InSight Advanced Performance Measurement System (NSF IRNC/ProNet/0963058 | PI: Greg S. Cole)
The GLORIAD/InSight program is a global, open-source software development effort to research and experimentally deploy advanced flow-level network measurement technologies at various levels of the research and education (R&E) network eco-system. The tools developed will enable far-reaching research towards better understanding network utilization, identifying network application performance issues while carefully attending to differing community concerns and requirements regarding data privacy and security. Experimental deployments will showcase actionable analytics and visualizations for network operations, new methods and models of data sharing across the global R&E fabric, and thus a better understood, more performant fabric. Through a global, community-focused, open-source development effort, the project extends the current beta version of InSight - the flow-level passive measurement, analysis and visualization system in use on the GLORIAD network.
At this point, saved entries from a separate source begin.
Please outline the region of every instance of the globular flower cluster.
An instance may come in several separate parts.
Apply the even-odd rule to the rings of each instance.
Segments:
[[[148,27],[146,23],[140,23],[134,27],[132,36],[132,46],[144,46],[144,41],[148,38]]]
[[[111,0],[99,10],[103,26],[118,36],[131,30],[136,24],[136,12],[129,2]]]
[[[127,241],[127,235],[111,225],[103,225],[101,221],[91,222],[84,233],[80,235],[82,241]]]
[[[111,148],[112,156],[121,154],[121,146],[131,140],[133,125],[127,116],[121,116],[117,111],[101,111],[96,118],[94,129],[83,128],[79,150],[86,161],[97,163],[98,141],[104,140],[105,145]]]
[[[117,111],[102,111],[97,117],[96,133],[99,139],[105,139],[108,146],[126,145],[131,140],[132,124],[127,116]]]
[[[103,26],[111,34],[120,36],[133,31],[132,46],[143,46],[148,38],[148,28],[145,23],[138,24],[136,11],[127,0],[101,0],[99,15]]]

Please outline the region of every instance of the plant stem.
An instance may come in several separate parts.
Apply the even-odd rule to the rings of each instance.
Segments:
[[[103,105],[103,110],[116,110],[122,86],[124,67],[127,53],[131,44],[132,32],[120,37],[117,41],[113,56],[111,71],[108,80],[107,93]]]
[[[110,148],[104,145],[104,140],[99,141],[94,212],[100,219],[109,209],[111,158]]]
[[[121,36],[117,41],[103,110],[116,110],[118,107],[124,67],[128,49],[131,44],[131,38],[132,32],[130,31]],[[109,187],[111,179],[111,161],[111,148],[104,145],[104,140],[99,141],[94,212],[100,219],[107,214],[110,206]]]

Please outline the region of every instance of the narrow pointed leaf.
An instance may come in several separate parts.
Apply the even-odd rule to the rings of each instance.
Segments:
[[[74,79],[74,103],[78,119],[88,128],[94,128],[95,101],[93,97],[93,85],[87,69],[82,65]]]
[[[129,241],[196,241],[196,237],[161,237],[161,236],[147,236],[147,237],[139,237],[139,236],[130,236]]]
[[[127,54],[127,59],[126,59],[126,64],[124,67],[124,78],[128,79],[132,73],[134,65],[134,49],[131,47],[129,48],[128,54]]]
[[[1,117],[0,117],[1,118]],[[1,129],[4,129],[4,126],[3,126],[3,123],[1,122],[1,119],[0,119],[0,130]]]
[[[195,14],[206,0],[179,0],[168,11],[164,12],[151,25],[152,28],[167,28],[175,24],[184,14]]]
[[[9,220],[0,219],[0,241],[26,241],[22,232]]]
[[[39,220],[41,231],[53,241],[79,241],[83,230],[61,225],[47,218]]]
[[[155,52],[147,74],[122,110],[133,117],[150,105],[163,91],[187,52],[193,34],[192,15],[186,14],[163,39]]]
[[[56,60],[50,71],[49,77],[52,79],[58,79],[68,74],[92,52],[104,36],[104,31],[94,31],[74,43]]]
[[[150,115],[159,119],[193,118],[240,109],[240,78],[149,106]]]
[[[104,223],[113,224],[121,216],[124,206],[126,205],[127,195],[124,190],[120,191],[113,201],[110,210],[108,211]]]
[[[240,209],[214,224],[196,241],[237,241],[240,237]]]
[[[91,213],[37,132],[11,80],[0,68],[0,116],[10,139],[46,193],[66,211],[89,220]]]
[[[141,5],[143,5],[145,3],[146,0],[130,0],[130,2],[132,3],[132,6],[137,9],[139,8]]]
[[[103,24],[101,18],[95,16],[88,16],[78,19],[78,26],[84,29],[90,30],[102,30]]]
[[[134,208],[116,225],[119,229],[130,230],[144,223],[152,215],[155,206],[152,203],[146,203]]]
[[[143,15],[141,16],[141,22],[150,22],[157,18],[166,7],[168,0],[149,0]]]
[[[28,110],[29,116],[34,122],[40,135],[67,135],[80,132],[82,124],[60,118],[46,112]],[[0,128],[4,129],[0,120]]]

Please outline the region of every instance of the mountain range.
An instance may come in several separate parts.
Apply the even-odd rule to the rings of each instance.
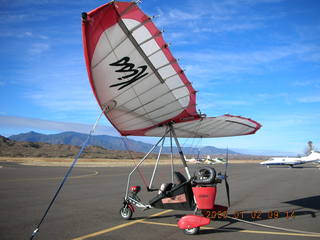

The InSight tools are based on passive network measurement and monitoring by combining the rich detail of comprehensive, non-sampled, bi-directional, multi-model, multi-layer Argus flow-data with modern big-data analytic and visualization tools. A flexible stream-based method of enriching network flow metadata enables broader, customer-defined analytics. Working closely with interested large-network providers, the project works toward experimentally deploying InSight on links up to 100 Gbps.